A Advocacia-Geral da União (AGU) conseguiu reverter, no Tribunal Regional Federal da 1ª Região (TRF1), a liminar da Justiça Federal de Mato Grosso que havia suspendido o programa CNH do Brasil, iniciativa do governo federal para simplificar e baratear o acesso à Carteira Nacional de Habilitação (CNH). A decisão, proferida pelo desembargador federal João Batista Moreira, restabelece a validade nacional da Resolução nº 1.020/2025 do Conselho Nacional de Trânsito (Contran), que estabelece novas regras para o processo de habilitação.
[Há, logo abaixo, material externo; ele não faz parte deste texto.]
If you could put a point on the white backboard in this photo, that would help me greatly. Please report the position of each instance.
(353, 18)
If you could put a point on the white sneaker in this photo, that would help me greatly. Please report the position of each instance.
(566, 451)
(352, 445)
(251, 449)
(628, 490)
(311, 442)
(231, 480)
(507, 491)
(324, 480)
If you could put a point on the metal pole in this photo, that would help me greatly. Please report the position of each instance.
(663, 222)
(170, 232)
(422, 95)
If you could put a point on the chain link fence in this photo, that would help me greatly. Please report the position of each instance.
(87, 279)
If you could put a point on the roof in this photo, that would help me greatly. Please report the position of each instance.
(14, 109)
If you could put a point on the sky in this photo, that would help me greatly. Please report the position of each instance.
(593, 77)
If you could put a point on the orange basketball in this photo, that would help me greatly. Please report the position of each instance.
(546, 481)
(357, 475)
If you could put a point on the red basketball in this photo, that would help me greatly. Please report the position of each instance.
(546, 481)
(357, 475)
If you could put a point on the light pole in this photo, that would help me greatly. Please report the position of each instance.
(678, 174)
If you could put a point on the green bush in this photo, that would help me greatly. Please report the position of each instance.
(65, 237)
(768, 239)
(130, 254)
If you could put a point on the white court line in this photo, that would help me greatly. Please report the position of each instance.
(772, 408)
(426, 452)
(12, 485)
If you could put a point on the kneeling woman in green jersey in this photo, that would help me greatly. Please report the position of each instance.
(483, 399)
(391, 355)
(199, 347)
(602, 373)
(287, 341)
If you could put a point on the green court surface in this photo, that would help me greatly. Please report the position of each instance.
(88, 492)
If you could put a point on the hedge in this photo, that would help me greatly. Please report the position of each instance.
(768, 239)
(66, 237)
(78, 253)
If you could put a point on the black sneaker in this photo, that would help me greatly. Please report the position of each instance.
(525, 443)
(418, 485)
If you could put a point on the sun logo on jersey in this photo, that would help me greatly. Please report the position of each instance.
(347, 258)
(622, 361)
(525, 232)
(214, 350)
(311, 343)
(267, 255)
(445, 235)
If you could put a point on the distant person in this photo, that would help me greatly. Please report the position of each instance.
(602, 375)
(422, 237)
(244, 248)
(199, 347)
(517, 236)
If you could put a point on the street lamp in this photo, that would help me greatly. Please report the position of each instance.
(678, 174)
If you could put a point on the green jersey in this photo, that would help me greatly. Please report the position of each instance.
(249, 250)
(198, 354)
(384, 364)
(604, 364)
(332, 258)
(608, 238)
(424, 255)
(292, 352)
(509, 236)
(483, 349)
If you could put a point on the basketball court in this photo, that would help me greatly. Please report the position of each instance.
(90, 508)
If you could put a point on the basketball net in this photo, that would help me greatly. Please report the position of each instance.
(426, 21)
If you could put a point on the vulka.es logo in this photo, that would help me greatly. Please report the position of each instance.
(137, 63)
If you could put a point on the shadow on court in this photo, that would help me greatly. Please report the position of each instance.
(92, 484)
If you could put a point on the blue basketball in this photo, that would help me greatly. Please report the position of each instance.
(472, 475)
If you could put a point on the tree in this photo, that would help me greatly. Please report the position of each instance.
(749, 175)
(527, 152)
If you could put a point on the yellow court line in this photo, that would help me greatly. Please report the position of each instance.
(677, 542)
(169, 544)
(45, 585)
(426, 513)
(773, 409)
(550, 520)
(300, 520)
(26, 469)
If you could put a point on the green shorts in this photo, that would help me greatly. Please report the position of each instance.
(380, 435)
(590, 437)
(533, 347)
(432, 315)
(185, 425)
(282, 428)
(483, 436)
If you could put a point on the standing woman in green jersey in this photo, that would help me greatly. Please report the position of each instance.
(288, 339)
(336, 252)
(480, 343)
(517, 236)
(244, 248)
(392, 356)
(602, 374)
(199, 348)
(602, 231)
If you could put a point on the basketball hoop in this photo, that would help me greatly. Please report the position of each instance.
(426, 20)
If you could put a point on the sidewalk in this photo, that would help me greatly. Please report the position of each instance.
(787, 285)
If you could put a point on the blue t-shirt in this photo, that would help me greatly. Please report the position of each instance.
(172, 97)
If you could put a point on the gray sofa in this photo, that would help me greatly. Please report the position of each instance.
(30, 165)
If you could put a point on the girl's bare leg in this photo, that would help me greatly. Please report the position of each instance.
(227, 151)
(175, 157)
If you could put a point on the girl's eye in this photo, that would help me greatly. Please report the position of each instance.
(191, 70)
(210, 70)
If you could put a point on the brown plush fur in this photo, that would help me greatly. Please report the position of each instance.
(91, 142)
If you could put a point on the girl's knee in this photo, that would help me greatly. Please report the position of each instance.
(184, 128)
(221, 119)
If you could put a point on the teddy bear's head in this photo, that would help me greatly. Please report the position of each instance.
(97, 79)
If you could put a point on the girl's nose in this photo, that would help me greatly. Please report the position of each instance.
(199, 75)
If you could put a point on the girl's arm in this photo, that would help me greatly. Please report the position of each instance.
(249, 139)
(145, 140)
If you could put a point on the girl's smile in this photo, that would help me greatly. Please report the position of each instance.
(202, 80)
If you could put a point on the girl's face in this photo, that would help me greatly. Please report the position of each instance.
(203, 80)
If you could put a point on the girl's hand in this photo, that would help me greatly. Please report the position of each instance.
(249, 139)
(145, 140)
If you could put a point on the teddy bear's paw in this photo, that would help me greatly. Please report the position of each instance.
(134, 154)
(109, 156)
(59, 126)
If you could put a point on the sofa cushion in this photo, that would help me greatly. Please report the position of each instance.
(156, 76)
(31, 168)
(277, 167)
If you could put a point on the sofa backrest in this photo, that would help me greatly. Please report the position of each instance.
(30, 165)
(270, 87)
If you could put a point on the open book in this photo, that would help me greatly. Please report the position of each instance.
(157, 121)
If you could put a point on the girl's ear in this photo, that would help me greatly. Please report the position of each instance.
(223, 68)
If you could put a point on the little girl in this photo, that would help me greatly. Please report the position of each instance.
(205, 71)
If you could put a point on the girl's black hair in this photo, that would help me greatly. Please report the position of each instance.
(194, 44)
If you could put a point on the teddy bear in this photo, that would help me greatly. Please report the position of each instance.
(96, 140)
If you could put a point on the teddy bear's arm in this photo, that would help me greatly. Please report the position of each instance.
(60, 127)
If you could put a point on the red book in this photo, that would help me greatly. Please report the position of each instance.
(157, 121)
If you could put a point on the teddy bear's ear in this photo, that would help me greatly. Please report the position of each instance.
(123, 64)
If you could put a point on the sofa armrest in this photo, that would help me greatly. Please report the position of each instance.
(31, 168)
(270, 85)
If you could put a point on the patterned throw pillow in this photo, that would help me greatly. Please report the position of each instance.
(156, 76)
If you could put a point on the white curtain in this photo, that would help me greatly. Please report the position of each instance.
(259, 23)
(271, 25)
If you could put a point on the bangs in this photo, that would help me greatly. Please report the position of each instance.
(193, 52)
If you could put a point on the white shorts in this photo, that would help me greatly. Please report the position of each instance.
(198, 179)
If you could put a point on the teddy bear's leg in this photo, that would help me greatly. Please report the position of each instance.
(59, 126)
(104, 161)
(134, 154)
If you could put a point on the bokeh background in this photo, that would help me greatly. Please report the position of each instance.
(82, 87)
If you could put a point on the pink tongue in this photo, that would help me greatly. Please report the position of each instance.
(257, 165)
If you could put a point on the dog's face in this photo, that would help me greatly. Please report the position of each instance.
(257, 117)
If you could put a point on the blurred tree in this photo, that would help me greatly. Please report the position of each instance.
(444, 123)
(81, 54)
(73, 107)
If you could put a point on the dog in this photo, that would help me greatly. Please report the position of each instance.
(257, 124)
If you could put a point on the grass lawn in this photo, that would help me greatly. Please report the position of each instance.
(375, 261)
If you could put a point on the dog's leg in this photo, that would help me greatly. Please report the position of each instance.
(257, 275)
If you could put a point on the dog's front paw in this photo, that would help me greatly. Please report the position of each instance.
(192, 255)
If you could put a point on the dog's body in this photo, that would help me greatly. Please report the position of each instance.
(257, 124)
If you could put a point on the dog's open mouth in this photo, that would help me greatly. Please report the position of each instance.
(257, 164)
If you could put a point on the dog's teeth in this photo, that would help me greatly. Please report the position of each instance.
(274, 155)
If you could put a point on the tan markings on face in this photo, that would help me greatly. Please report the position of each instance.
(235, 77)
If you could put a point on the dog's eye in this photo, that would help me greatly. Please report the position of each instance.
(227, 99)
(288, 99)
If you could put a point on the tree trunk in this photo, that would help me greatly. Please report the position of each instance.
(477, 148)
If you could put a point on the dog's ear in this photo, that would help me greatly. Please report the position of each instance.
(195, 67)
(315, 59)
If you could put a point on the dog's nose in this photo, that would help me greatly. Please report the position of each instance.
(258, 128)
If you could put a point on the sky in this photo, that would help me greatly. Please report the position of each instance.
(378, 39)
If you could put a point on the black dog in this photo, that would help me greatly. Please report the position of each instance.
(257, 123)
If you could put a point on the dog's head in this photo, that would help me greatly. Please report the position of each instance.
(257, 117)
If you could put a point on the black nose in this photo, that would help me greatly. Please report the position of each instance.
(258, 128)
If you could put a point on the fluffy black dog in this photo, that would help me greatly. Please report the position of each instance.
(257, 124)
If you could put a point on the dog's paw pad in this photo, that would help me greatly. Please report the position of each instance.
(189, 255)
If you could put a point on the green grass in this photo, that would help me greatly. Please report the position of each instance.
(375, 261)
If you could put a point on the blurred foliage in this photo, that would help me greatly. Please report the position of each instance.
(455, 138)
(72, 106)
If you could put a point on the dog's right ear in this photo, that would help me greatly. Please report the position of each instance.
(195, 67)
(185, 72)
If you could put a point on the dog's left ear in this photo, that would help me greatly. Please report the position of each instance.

O programa, lançado em 9 de dezembro, já registra quase 46 mil pedidos nos Departamentos Estaduais de Trânsito (Detrans) de todo o país. A principal alteração elimina a obrigatoriedade de aulas presenciais em autoescolas para os exames teórico e prático, permitindo opções como cursos teóricos gratuitos e online, aprendizado com instrutores autônomos e uso de veículos próprios, desde que cumpridas as exigências legais. As aulas práticas foram reduzidas de 20 para apenas 2 horas, o que pode cortar o custo total do processo – atualmente em torno de R$ 5 mil – em até 80%.
A liminar inicial, concedida há uma semana a pedido do Detran-MT, suspendia as mudanças por pelo menos 180 dias em Mato Grosso, alegando falta de prazo de adaptação, ausência de regras de transição e revogação abrupta de normas anteriores do Contran, de 2020. O Detran local argumentou que isso complicaria o atendimento à população e que órgãos de pelo menos 16 estados pediram mais tempo para ajustar sistemas, fluxos internos e capacitação de equipes. Com a suspensão, todos os processos de habilitação no estado seguiriam o modelo antigo.
A AGU recorreu rapidamente, defendendo que o Contran atuou dentro de seu poder regulamentar e que a paralisação geraria fragmentação no Sistema Nacional de Trânsito, com riscos de insegurança jurídica para estados, Detrans e milhões de condutores. O desembargador Moreira concordou, afirmando que a lei não exige prazo mínimo para aplicação de normas como essa e que as regras já vigoram em diversos estados, evitando confusões com interpretações regionais distintas.
Em nota, a AGU celebrou o resultado, destacando que a decisão preserva a uniformidade do trânsito nacional, respeita a presunção de legalidade da política pública e promove a harmonia entre os Poderes. A advogada da União Alessandra Ferreira dos Santos reforçou que o acórdão privilegia princípios constitucionais como a separação de poderes. Agora, as novas regras voltam a valer em todo o Brasil, inclusive em Mato Grosso, até análise definitiva do caso.